Posted: 16 Sep 2010 ?? ?Print Version ?Bookmark and Share

Keywords:USB 3.0? SuperSpeed USB? interconnect?

The USB Implementer's Forum (USB-IF) has certified nearly 120 products that comply with the USB 3.0 specification. Also known as SuperSpeed USB, the specification upgrades USB's data rates from a maximum of 480Mbit/s to 5GigaTransfers/second. The certified products include motherboards, notebooks, external storage devices, storage controllers, hard disk drives, PCI Express and ExpressCard add-in cards and standalone chips.

"Since the first certified SuperSpeed USB product was announced last year at IDF 2009, we have witnessed exponential growth in the ecosystem," said Jeff Ravencraft, president and chairman, USB-IF.

The certified products are made by companies such as Asustek, Buffalo, D-Link, Fujitsu, Hewlett-Packard, PLX, Texas Instruments, Samsung and Western Digital.

According to Ravencraft, the development of the technology is driven by the user-scenario of a "fast synch and go" feature, but engineers are also working on a variety of uses for it.

NEC, now part of Renasas, said in March it had shipped three million USB 3.0 controllers and is now on track to ship 20 million chips this year. Taiwan's Gigabyte said it shipped a million motherboards supporting SuperSpeed USB in Q1 2010 and expects to ship more than five million this year, said Ravencraft.

Market watcher In-Stat said it expects nearly 4.5 billion USB ports will ship in 2014, more than a billion of them supporting the version 3.0 spec.

The arrival of USB 3.0 has been frustratingly slow. At the 2009 Intel Developer Forum, Intel demonstrated Light Peak, an optical interconnect expected to be a sort of USB 4.0+. That distracted attention away from the first certified USB 3.0 products. At that time Intel delayed its plans to support USB 3.0 in its chipsets, putting off until 2011 or 2012 a mainstream market for USB 3.0 peripherals. Also, Dadi Perlmutter, general manager of the Intel Architecture group, declined to say at that time if Intel's 2011 chipsets would support USB 3.0.

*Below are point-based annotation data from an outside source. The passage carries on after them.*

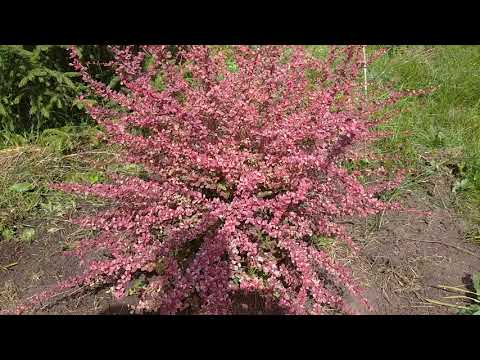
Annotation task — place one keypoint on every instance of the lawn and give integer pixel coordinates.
(437, 135)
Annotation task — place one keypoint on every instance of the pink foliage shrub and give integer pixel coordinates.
(243, 150)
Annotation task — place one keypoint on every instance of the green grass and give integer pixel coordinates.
(444, 124)
(58, 155)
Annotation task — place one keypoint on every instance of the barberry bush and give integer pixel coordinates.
(243, 149)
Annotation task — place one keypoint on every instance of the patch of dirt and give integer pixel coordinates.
(401, 263)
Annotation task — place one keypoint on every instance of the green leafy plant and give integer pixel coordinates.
(472, 297)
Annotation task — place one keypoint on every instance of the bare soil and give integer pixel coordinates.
(403, 257)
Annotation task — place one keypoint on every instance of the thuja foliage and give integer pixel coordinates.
(242, 150)
(39, 90)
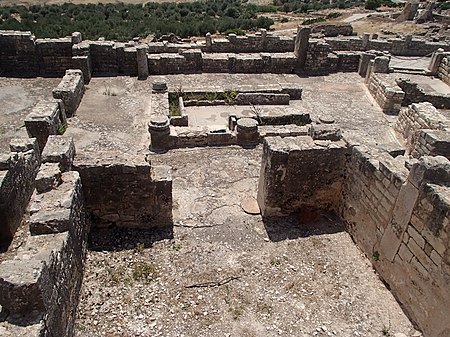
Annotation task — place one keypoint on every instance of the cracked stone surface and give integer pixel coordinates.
(223, 272)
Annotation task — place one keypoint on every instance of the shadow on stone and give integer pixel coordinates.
(116, 239)
(302, 224)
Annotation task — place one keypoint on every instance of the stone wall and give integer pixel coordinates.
(127, 193)
(70, 90)
(17, 172)
(327, 29)
(400, 221)
(45, 275)
(385, 91)
(404, 47)
(417, 117)
(251, 43)
(292, 174)
(444, 70)
(190, 62)
(18, 56)
(54, 56)
(414, 93)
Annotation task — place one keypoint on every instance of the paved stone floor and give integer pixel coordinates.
(223, 272)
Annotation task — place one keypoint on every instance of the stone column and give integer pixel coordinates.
(159, 129)
(365, 40)
(263, 39)
(247, 132)
(159, 87)
(141, 55)
(381, 64)
(76, 37)
(208, 40)
(301, 45)
(364, 61)
(436, 60)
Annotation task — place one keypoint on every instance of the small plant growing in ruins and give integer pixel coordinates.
(117, 275)
(109, 91)
(143, 271)
(177, 246)
(275, 262)
(386, 331)
(230, 96)
(139, 249)
(376, 255)
(257, 111)
(61, 128)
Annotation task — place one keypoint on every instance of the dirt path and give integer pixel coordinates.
(227, 273)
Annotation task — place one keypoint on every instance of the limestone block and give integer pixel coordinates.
(59, 149)
(48, 177)
(44, 120)
(70, 90)
(57, 210)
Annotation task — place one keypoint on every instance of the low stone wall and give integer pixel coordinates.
(251, 43)
(46, 273)
(54, 56)
(402, 47)
(292, 174)
(419, 116)
(127, 192)
(386, 92)
(18, 170)
(45, 119)
(432, 143)
(161, 64)
(415, 94)
(444, 70)
(70, 90)
(327, 29)
(400, 221)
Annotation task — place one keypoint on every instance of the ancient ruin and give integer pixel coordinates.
(104, 142)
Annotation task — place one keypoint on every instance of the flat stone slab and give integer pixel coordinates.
(250, 206)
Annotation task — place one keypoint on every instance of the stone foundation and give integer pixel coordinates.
(128, 193)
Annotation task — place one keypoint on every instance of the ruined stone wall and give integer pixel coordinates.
(292, 174)
(128, 193)
(385, 91)
(415, 94)
(404, 47)
(54, 56)
(189, 62)
(251, 43)
(401, 224)
(17, 172)
(327, 29)
(417, 117)
(18, 54)
(444, 70)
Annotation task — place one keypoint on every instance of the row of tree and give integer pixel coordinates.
(125, 21)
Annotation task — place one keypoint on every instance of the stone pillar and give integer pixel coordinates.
(159, 129)
(364, 61)
(208, 40)
(141, 55)
(263, 38)
(381, 64)
(159, 87)
(365, 40)
(427, 170)
(301, 45)
(232, 38)
(76, 37)
(247, 132)
(436, 60)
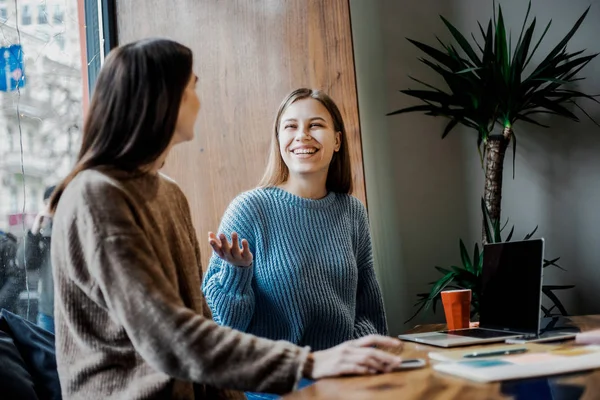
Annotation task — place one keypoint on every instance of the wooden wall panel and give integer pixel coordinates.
(248, 55)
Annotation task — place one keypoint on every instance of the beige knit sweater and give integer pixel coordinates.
(131, 321)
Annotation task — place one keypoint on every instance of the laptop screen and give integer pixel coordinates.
(511, 286)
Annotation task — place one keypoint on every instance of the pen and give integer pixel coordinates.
(495, 353)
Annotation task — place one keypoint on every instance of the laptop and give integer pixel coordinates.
(511, 297)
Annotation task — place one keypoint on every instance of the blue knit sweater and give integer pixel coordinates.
(312, 280)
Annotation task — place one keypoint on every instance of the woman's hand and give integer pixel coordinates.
(232, 253)
(356, 357)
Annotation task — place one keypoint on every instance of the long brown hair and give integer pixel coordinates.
(134, 108)
(339, 176)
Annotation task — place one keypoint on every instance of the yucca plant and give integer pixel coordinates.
(468, 274)
(486, 85)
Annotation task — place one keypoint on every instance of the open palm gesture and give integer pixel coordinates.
(232, 253)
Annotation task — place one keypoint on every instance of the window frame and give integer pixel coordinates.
(100, 35)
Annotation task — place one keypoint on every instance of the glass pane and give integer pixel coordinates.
(40, 124)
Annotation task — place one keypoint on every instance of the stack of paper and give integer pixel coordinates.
(552, 360)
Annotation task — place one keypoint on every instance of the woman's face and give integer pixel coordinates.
(188, 112)
(307, 139)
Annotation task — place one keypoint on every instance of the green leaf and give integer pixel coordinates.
(510, 234)
(548, 292)
(528, 236)
(429, 95)
(449, 127)
(514, 140)
(531, 121)
(462, 42)
(434, 53)
(538, 44)
(439, 285)
(501, 49)
(411, 109)
(464, 255)
(563, 43)
(486, 220)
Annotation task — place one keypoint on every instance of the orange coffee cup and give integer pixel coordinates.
(457, 307)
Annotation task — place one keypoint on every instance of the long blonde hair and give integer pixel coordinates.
(339, 176)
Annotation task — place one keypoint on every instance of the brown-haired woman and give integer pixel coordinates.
(131, 321)
(305, 271)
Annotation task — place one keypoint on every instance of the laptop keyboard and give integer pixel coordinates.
(479, 333)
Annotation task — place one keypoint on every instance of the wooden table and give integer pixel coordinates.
(428, 384)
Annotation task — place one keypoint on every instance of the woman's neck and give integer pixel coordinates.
(307, 187)
(160, 161)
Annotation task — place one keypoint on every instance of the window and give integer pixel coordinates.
(42, 17)
(25, 15)
(58, 14)
(40, 124)
(60, 41)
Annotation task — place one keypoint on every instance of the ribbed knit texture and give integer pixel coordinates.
(312, 280)
(131, 320)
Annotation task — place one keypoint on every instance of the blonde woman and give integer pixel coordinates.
(303, 270)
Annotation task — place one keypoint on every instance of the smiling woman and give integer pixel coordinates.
(304, 272)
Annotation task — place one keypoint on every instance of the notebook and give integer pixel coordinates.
(511, 297)
(558, 360)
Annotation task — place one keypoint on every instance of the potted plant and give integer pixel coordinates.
(486, 85)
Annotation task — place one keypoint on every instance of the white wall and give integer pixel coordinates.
(424, 192)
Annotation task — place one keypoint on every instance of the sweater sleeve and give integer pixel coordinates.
(132, 285)
(228, 288)
(370, 315)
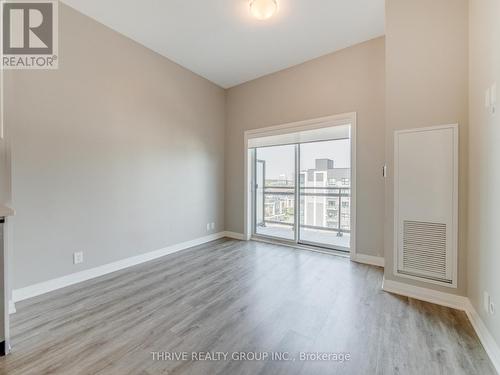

This year, sources said Intel would not approve the the version 1.0 of the USB 3.0 external host controller spec until this summer. That riled many peripheral and systems companies who said the external controllers and related products could have started shipping in 2009. The products based on external host controllers are starting to flow now.

Vendors including DisplayLink, Fujitsu, the merged Renesas/NEC, Texas Instruments and SMSC are expected to show chips for the new USB 3.0 spec, with the initial products focusing on storage.